Introduction to imghash

imghash is a comprehensive Go library providing perceptual hash algorithms for images. Unlike cryptographic hashes, perceptual hashes are designed to be similar for visually similar images, making them ideal for duplicate detection, content moderation, and image similarity search.

What are Perceptual Hashes?

Perceptual hashes generate fingerprints based on visual content rather than raw bytes.

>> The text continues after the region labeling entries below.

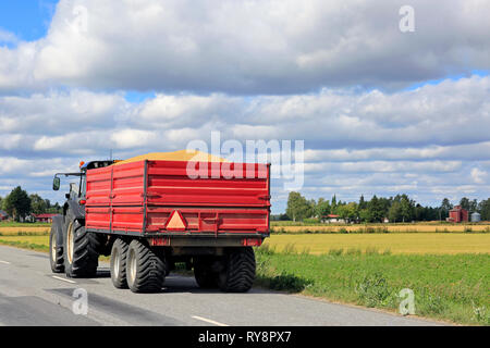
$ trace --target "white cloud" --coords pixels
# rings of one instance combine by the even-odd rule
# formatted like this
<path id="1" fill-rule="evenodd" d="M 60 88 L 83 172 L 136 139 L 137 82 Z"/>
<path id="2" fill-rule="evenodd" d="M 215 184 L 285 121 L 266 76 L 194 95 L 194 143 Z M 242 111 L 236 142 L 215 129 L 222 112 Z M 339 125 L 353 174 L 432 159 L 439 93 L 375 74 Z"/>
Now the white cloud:
<path id="1" fill-rule="evenodd" d="M 61 0 L 45 38 L 0 50 L 0 88 L 282 94 L 490 69 L 487 1 L 414 0 L 411 34 L 403 4 Z"/>
<path id="2" fill-rule="evenodd" d="M 477 167 L 474 167 L 470 173 L 471 179 L 475 182 L 475 184 L 485 184 L 487 175 L 487 172 L 480 171 Z"/>

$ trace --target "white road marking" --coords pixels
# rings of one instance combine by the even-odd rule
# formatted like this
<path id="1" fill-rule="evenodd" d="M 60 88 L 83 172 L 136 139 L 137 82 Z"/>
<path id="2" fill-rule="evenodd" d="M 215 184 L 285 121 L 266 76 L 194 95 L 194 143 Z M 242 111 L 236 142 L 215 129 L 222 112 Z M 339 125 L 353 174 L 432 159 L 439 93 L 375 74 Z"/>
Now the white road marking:
<path id="1" fill-rule="evenodd" d="M 53 275 L 52 277 L 53 277 L 54 279 L 58 279 L 58 281 L 63 281 L 63 282 L 66 282 L 66 283 L 76 284 L 76 282 L 73 282 L 73 281 L 70 281 L 70 279 L 65 279 L 65 278 L 62 278 L 62 277 L 60 277 L 60 276 Z"/>
<path id="2" fill-rule="evenodd" d="M 203 318 L 203 316 L 193 315 L 193 318 L 197 319 L 197 320 L 200 320 L 203 322 L 206 322 L 206 323 L 215 324 L 217 326 L 230 326 L 230 325 L 226 325 L 226 324 L 223 324 L 223 323 L 219 323 L 219 322 L 216 322 L 213 320 L 206 319 L 206 318 Z"/>

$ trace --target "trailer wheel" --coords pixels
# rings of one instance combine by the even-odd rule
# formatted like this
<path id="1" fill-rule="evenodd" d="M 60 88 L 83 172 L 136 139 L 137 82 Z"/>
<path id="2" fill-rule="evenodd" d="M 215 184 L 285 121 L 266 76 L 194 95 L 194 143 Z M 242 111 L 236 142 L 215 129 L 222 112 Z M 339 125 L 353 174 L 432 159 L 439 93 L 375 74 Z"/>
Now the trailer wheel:
<path id="1" fill-rule="evenodd" d="M 97 274 L 99 238 L 68 210 L 63 236 L 64 272 L 69 277 L 89 277 Z"/>
<path id="2" fill-rule="evenodd" d="M 51 264 L 51 271 L 53 273 L 64 272 L 64 261 L 63 261 L 63 246 L 58 245 L 59 236 L 61 232 L 58 226 L 53 223 L 51 224 L 51 232 L 49 233 L 49 262 Z"/>
<path id="3" fill-rule="evenodd" d="M 218 287 L 218 272 L 211 269 L 211 262 L 206 262 L 206 259 L 194 259 L 194 277 L 197 285 L 204 289 L 211 289 Z"/>
<path id="4" fill-rule="evenodd" d="M 224 270 L 219 273 L 222 291 L 246 293 L 255 281 L 255 253 L 250 247 L 233 249 L 224 257 Z"/>
<path id="5" fill-rule="evenodd" d="M 133 293 L 158 293 L 166 279 L 166 258 L 133 239 L 127 249 L 126 277 Z"/>
<path id="6" fill-rule="evenodd" d="M 122 238 L 115 239 L 111 251 L 111 279 L 118 289 L 127 289 L 126 259 L 130 245 Z"/>

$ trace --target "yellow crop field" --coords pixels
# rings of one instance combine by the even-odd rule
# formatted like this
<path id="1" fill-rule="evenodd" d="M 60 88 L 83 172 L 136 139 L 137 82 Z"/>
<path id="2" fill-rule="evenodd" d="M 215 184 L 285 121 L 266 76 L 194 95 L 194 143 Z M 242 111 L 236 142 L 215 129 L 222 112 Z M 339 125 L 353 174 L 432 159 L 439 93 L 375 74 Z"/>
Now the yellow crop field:
<path id="1" fill-rule="evenodd" d="M 490 234 L 396 233 L 396 234 L 301 234 L 272 235 L 265 245 L 281 251 L 294 248 L 319 254 L 332 249 L 378 250 L 391 253 L 455 254 L 490 253 Z"/>
<path id="2" fill-rule="evenodd" d="M 391 232 L 391 233 L 462 233 L 462 232 L 490 232 L 488 224 L 474 225 L 452 225 L 452 224 L 376 224 L 376 225 L 304 225 L 304 226 L 283 226 L 272 224 L 273 231 L 284 233 L 304 233 L 304 232 L 363 232 L 366 229 L 373 229 L 375 232 Z"/>
<path id="3" fill-rule="evenodd" d="M 9 236 L 9 235 L 17 235 L 19 233 L 44 234 L 49 233 L 50 229 L 51 226 L 28 226 L 28 227 L 0 226 L 0 235 Z"/>

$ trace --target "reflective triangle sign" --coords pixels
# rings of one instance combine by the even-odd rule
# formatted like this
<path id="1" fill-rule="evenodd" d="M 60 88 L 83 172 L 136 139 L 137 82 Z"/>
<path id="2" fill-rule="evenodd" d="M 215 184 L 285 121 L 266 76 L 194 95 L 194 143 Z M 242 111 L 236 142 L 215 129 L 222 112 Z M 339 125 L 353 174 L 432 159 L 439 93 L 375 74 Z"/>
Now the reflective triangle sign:
<path id="1" fill-rule="evenodd" d="M 169 231 L 185 231 L 187 224 L 179 210 L 174 210 L 167 221 L 167 229 Z"/>

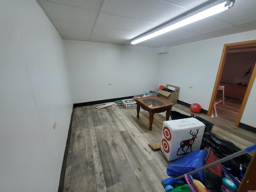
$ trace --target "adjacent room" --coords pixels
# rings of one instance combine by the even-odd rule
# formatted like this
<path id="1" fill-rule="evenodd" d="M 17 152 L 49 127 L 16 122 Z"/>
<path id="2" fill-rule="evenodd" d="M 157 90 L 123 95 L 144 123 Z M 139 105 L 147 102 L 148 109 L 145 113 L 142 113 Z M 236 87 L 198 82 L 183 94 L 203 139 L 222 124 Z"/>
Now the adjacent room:
<path id="1" fill-rule="evenodd" d="M 0 191 L 164 192 L 172 111 L 212 124 L 209 137 L 254 145 L 255 10 L 254 0 L 0 0 Z M 191 142 L 175 155 L 209 148 L 202 126 L 172 134 Z M 256 171 L 246 155 L 244 180 Z M 238 192 L 256 190 L 242 178 Z"/>

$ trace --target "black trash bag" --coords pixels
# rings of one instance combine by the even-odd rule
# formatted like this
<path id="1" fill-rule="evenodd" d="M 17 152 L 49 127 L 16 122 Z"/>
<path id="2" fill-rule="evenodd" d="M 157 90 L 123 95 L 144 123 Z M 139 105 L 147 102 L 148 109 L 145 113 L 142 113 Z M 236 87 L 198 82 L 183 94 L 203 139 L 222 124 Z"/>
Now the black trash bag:
<path id="1" fill-rule="evenodd" d="M 211 147 L 213 148 L 215 155 L 219 159 L 241 150 L 233 143 L 220 139 L 210 132 L 204 133 L 201 147 L 204 146 L 208 148 Z M 228 169 L 229 172 L 233 176 L 238 178 L 240 176 L 240 164 L 242 165 L 242 172 L 244 174 L 251 158 L 250 155 L 246 154 L 222 163 L 222 164 Z"/>

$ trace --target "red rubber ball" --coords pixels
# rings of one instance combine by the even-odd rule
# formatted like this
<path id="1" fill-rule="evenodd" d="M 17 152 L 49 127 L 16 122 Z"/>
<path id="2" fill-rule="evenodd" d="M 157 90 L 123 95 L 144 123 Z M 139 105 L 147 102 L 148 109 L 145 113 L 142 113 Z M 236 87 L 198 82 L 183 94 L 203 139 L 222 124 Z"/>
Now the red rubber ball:
<path id="1" fill-rule="evenodd" d="M 193 113 L 197 113 L 201 111 L 202 107 L 198 103 L 192 103 L 190 107 L 190 110 Z"/>

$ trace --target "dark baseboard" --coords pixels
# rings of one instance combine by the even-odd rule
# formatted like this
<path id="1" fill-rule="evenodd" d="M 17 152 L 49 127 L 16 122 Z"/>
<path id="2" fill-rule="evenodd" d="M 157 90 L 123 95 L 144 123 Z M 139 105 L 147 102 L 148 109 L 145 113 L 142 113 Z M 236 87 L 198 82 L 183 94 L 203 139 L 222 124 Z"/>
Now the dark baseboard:
<path id="1" fill-rule="evenodd" d="M 96 105 L 100 104 L 101 103 L 107 103 L 108 102 L 112 102 L 114 101 L 118 100 L 123 100 L 124 99 L 132 98 L 133 96 L 130 96 L 129 97 L 120 97 L 119 98 L 116 98 L 114 99 L 106 99 L 105 100 L 100 100 L 99 101 L 91 101 L 89 102 L 86 102 L 85 103 L 75 103 L 74 104 L 74 108 L 83 107 L 84 106 L 88 106 L 92 105 Z"/>
<path id="2" fill-rule="evenodd" d="M 250 125 L 247 125 L 242 123 L 239 123 L 238 127 L 254 133 L 256 133 L 256 128 Z"/>
<path id="3" fill-rule="evenodd" d="M 185 106 L 185 107 L 188 107 L 188 108 L 190 107 L 190 105 L 191 105 L 191 104 L 189 104 L 188 103 L 183 102 L 183 101 L 181 101 L 179 100 L 178 100 L 178 103 L 179 104 L 180 104 L 181 105 L 182 105 L 184 106 Z M 208 112 L 208 111 L 207 111 L 207 110 L 205 110 L 204 109 L 202 109 L 202 110 L 201 110 L 200 112 L 205 115 L 207 115 L 207 113 Z"/>
<path id="4" fill-rule="evenodd" d="M 59 183 L 59 188 L 58 190 L 58 192 L 63 192 L 64 190 L 64 180 L 65 180 L 65 173 L 66 172 L 66 167 L 67 165 L 67 161 L 68 160 L 68 148 L 69 148 L 69 144 L 70 141 L 70 136 L 71 135 L 72 122 L 73 122 L 73 118 L 74 116 L 74 107 L 73 106 L 73 110 L 72 110 L 72 113 L 71 114 L 70 122 L 69 124 L 69 128 L 68 129 L 68 133 L 67 142 L 66 144 L 66 148 L 65 148 L 65 152 L 64 152 L 63 161 L 62 162 L 62 166 L 61 168 L 61 171 L 60 172 L 60 182 Z"/>

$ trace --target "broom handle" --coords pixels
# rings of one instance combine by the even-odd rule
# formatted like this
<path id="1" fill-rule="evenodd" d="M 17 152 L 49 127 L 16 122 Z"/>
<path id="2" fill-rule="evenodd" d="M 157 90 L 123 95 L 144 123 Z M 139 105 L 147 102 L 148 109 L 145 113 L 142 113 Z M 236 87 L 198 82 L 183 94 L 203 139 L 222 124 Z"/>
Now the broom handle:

This means:
  • Similar images produce similar hashes - Even with compression, resizing, or minor edits
  • Fast comparison - Binary hashes use efficient Hamming distance calculations
  • Scalable - Suitable for large-scale image deduplication and search
  • Multiple algorithms - Choose the right algorithm for your use case

Key Features

18 Hash Algorithms

From simple Average and Difference hashes to sophisticated PDQ, GIST, and Zernike moments

Multiple Distance Metrics

Hamming, L1, L2, Cosine, Chi-Square, Jaccard, and more

Production Ready

Battle-tested algorithms including Facebook’s PDQ for content moderation

Type Safe

Strongly typed hash representations (Binary, UInt8, Float64) with compile-time guarantees

Available Algorithms

imghash provides 18 perceptual hash algorithms, each optimized for different use cases:

Binary Hashes (Hamming Distance)

Fast bit-level comparison using Hamming distance:
  • Average - Simple threshold-based hash (8x8 = 64 bits)
  • Difference - Gradient-based hash
  • Median - Median threshold for better noise resistance
  • PHash - DCT-based perceptual hash with weighted Hamming
  • WHash - Wavelet-based hash
  • MarrHildreth - Edge detection hash
  • BlockMean - Block-based average hash
  • PDQ - Facebook’s robust 256-bit hash for content moderation
  • RASH - Radial histogram hash

Float64 Hashes (L2/Cosine Distance)

Floating-point descriptors for complex visual features:
  • ColorMoment - Color distribution moments (L2 distance)
  • Zernike - Zernike moments for shape description (L2 distance)
  • GIST - Scene descriptor (Cosine distance)
  • BoVW - Bag of Visual Words (supports Histogram/Float64, MinHash/Float64, or SimHash/Binary storage)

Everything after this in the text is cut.